Un ululato molto vicino si sentì e subito Oswald scattò in piedi per correre, finendo con la faccia a terra per via della caviglia dolorante. Si sentì un violento rumore di passi in corsa, poi un ringhio minaccioso e infine un “Avadakedravra!”.

Il lupo cadde a terra senza esprimere nemmeno un lamento, né un ululato, mentre sopra di lui si ergeva Elspeth con la bacchetta di Oswald nelle mani che ancora scintillava di verde.

“Sono veramente libera allora! Non credevo sarei potuto diventarlo di nuovo e tutto per colpa di quel biondino bastardo...Ehi!” disse lei prima di girarsi e rivolgersi ad Oswald che se l’era letteralmente fatta addosso dalla paura ed era rimasto pietrificato. “Sai dirmi per caso dove posso trovare quello stronzo infame di Gellert Grindelwald?”

“Grindelwald? Ma…credo sia morto...bah lo presumo almeno”

“Che significa? E chi l’avrebbe ucciso sentiamo? Quel buono a nulla di Stormfront? Uno dei pagliacci dell’Oblansk?”

Oswald si limitò a fissare i suoi occhi rossi che si vedevano al buio con un espressione a metà tra il terrorizzato e il confuso. “Ma tu sai di essere al mondo per caso? Non sai chi sono io? Non hai paura di me?” chiese lei quasi stizzita e sicuramente arrabbiata.
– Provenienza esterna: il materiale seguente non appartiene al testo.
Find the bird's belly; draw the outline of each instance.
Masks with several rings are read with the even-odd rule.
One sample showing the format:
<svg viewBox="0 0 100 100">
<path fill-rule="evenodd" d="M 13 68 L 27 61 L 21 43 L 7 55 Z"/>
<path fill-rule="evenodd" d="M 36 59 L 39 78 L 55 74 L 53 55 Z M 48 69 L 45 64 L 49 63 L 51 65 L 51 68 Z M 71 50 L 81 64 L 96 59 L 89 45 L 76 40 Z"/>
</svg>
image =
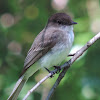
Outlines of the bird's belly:
<svg viewBox="0 0 100 100">
<path fill-rule="evenodd" d="M 39 60 L 41 67 L 49 68 L 59 65 L 63 60 L 66 59 L 69 51 L 70 50 L 68 48 L 61 48 L 48 52 L 44 57 Z"/>
</svg>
“Veramente non l’ho mai sentita nominare...ma ho molta paura di lei comunque”

“Come? Io sono la vampira più famosa d’Ungheria, la persona più ricercata dell’Est Europa dal 1814 al 1896, non puoi non conoscermi!”
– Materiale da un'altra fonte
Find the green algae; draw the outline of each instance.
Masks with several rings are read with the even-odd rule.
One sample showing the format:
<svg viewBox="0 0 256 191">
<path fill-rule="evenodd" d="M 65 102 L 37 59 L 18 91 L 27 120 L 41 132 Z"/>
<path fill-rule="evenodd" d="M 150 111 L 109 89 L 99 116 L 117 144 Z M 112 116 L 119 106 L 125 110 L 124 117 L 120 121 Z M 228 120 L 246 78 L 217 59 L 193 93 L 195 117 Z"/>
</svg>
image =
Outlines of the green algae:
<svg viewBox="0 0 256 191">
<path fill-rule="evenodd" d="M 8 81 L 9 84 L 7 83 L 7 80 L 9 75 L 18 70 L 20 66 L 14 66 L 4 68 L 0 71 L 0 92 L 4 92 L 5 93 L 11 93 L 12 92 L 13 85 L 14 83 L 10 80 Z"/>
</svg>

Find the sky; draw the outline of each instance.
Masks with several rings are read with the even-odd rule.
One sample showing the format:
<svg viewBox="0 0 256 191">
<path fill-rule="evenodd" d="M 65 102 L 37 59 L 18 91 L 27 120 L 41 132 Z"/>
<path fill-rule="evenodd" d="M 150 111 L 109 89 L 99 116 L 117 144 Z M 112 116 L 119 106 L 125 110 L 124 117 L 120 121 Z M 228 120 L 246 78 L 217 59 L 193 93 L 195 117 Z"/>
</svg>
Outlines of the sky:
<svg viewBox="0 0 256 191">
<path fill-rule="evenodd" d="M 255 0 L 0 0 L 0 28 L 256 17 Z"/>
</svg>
“1896...Ma siamo nel 2006”

Le palpebre di lei si chiusero due volte e la ragazza rimase in silenzio per un buon minuto intero.
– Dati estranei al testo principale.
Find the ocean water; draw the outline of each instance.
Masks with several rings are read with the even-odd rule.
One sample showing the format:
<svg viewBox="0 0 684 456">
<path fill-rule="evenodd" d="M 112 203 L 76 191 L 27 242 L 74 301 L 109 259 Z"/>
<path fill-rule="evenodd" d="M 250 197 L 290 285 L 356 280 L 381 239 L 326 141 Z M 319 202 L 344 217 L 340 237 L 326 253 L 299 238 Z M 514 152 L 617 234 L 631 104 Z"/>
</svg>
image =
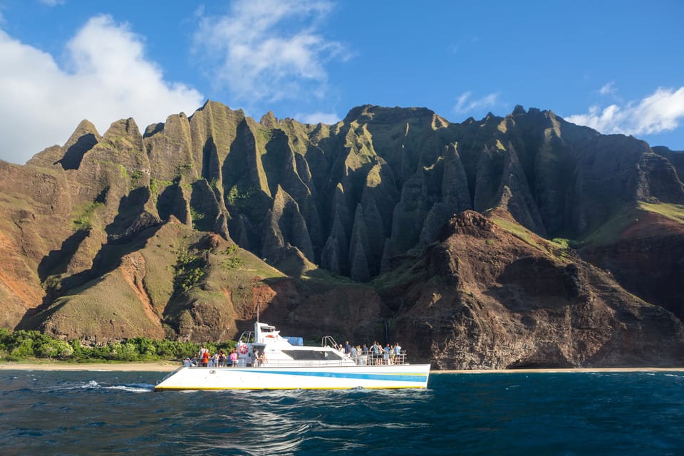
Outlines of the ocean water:
<svg viewBox="0 0 684 456">
<path fill-rule="evenodd" d="M 0 371 L 0 455 L 684 455 L 684 372 L 154 392 L 164 375 Z"/>
</svg>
“Mi aiuta a uscire dalla foresta adesso?” chiese quindi Oswald.

“Quel bastardo e il suo bauletto di merda...Sì, tra poco ti faccio uscire da qui, ti sono grata per avermi liberata. Perché eri nella foresta, tra l’altro?” disse quindi lei con il tono che si era fatto stranamente rilassato.

Lui deglutì violentemente, poi rispose: “Beh...ecco...Girava voce che ci fosse un oggetto magico molto potente nella foresta, speravo di poterlo trovare, vorrei diventare un mago potente un giorno”

“L’hai trovato...credo. Bene, ti vorrei chiedere se, per caso, mi aiutassi appena usciti di qui, sai, sono passati un po’ di anni da quando metto piede nel mondo reale...mi servirebbe una guida. Anche se prima ti chiederei di aspettare un momento, vedi non bevo da molto e ho molta sete”
“Ah...ehm...sì. Non c’è problema.” replicò lui, prima di comprendere meglio le parole di Elspeth.

“Spero sia femmina” disse lei, mentre i suoi denti si conficcavano nel collo del mannaro appena morto.